You should compare cpu-usage not the bare elapsed time. This way your statistics will not depend from, e.g., disk access congestion.
Let your child process do something. Remember that "modern" fork uses copy-on-write mechanisms to avoid to allocate memory to the child process until needed. It is too easy to exit immediately. This way you avoid quite all the disadvantages of fork.
CPU time is not the only cost you have to account. Memory consumption and slowness of IPC are both disadvantages of fork solution.
You could use "rusage" instead of "clock" to measure real resource usage.
P.S. I do not think you can really measure the process/thread overhead writing a simple test program. There are too many factors and, usually, the choice between threads and processes is driven by other reasons than mere cpu-usage.
Under Linux fork is a special call to sys_clone, either within the library or within the kernel. Clone has lots of switches to flip on and off, and each of them effects how expensive it is to start.
The actual library function clone is probably more expensive than fork though because it does more, though most of that is on the child side (stack swapping and calling a function by pointer).
What that micro-benchmark shows is that thread creation and joining (there are no fork results when I'm writing this) takes tens or hundreds of microseconds (assuming your system has CLOCKS_PER_SEC=1000000, which it probably has, since it's an XSI requirement).
Since you said that fork() takes 3 times the cost of threads, we are still talking tenths of a millisecond at worst.
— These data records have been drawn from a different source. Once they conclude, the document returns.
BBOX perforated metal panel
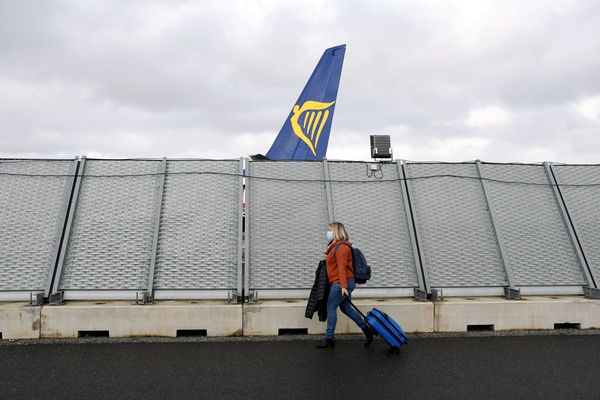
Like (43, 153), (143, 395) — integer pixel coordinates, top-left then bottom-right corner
(154, 160), (241, 291)
(480, 163), (585, 286)
(0, 160), (74, 292)
(59, 160), (163, 291)
(405, 163), (507, 288)
(553, 165), (600, 285)
(248, 161), (329, 290)
(327, 161), (418, 288)
(5, 157), (598, 299)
If that is noticeable on an application, you could use pools of processes/threads, like Apache 1.3 did. In any case, I'd say that startup time is a moot point.
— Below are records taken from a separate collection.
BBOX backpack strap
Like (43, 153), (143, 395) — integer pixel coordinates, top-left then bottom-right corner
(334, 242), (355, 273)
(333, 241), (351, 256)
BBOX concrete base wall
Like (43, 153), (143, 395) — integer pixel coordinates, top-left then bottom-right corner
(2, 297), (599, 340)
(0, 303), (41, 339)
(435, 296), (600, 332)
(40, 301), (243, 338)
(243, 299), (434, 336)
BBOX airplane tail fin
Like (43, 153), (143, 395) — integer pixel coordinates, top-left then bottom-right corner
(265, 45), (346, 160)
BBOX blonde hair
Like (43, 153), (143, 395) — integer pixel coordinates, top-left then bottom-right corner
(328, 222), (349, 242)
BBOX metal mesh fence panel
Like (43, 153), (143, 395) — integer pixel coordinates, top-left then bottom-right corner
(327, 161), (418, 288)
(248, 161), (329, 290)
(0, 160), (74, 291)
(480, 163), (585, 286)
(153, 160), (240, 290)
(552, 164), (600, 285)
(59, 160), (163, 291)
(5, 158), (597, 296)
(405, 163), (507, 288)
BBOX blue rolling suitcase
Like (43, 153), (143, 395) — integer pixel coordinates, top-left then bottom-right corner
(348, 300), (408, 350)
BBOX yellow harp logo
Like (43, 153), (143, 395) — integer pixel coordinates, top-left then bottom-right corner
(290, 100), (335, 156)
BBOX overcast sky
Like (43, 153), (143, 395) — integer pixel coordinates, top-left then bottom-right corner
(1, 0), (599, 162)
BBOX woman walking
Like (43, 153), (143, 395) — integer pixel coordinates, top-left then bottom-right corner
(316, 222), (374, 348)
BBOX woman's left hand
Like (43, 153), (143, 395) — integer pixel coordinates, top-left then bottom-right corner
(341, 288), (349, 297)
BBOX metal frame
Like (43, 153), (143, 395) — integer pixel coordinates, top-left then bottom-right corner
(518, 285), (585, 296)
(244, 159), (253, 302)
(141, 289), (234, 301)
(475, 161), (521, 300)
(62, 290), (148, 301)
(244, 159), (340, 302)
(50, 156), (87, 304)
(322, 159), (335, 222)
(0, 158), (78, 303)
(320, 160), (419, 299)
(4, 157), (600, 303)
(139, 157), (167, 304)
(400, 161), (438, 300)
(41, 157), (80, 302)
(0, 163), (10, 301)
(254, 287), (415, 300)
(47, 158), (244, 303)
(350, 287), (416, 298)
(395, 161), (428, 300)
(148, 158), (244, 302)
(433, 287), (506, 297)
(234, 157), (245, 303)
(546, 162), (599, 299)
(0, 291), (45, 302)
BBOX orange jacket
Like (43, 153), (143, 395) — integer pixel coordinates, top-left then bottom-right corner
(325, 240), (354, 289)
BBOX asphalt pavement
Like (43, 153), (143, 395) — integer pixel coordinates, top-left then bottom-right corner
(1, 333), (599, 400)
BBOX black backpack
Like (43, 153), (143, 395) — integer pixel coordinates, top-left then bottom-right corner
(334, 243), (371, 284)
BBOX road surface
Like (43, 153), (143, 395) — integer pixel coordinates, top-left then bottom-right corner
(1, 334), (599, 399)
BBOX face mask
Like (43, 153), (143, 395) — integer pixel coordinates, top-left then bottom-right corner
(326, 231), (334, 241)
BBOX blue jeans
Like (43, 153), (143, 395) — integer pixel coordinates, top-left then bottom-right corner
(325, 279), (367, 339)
The important difference of threads vs processes (on Linux and most Unix-likes) is that on processes you choose explicitly what to share, using IPC, shared memory (SYSV or mmap-style), pipes, sockets (you can send file descriptors over AF_UNIX sockets, meaning you get to choose which fd's to share), ... While on threads almost everything is shared by default, whether there's a need to share it or not. In fact, that is the reason Plan 9 had rfork() and Linux has clone() (and recently unshare()), so you can choose what to share.